Olenin was a youth who had never completed his university course,
never served anywhere (having only a nominal post in some
government office or other), who had squandered half his fortune
and had reached the age of twenty-four without having done
anything or even chosen a career. He was what in Moscow society is
termed un jeune homme.

At the age of eighteen he was free--as only rich young Russians in
the 'forties who had lost their parents at an early age could be.
Neither physical nor moral fetters of any kind existed for him; he
could do as he liked, lacking nothing and bound by nothing.
Neither relatives, nor fatherland, nor religion, nor wants,
existed for him. He believed in nothing and admitted nothing. But
although he believed in nothing he was not a morose or blase young
man, nor self-opinionated, but on the contrary continually let
himself be carried away. He had come to the conclusion that there
is no such thing as love, yet his heart always overflowed in the
presence of any young and attractive woman. He had long been aware
that honours and position were nonsense, yet involuntarily he felt
pleased when at a ball Prince Sergius came up and spoke to him
affably.

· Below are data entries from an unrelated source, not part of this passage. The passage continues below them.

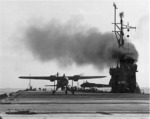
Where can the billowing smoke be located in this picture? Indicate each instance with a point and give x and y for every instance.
(69, 43)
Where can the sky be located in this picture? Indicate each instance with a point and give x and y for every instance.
(22, 20)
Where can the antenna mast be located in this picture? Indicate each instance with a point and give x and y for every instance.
(118, 30)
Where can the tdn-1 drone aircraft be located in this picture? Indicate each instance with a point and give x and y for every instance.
(62, 81)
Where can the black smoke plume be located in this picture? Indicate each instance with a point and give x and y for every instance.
(69, 43)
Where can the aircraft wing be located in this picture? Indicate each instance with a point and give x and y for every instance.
(35, 77)
(78, 77)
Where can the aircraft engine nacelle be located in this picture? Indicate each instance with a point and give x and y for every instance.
(52, 78)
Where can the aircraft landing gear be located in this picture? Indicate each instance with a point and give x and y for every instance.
(66, 92)
(53, 92)
(72, 92)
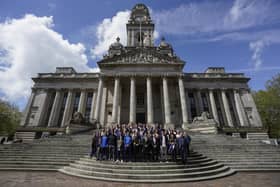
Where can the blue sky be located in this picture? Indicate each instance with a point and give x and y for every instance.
(36, 36)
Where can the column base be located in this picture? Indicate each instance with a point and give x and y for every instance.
(186, 126)
(169, 126)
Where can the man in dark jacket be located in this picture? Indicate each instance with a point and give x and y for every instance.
(112, 141)
(185, 147)
(163, 145)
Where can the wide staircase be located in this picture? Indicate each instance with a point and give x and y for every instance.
(198, 168)
(237, 153)
(213, 156)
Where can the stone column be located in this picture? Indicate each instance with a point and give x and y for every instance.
(93, 103)
(183, 101)
(227, 109)
(132, 38)
(132, 103)
(55, 110)
(239, 108)
(82, 102)
(213, 106)
(199, 103)
(150, 108)
(27, 110)
(166, 101)
(98, 99)
(67, 110)
(188, 106)
(116, 100)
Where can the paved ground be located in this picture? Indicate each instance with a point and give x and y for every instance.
(56, 179)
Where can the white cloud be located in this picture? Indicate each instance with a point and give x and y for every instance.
(257, 47)
(107, 32)
(208, 17)
(28, 46)
(258, 41)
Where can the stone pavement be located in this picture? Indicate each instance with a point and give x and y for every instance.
(56, 179)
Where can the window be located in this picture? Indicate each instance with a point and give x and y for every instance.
(140, 99)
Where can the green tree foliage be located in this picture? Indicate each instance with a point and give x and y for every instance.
(9, 118)
(268, 104)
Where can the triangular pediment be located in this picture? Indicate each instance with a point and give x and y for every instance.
(141, 56)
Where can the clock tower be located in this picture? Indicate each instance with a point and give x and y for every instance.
(140, 28)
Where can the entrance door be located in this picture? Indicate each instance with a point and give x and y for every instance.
(140, 118)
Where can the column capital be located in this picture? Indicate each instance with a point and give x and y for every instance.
(181, 76)
(211, 89)
(223, 89)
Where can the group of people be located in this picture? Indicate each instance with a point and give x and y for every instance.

But he yielded to his impulses only in so far as they did
not limit his freedom. As soon as he had yielded to any influence
and became conscious of its leading on to labour and struggle, he
instinctively hastened to free himself from the feeling or
activity into which he was being drawn and to regain his freedom.
In this way he experimented with society-life, the civil service,
farming, music--to which at one time he intended to devote his
life--and even with the love of women in which he did not believe.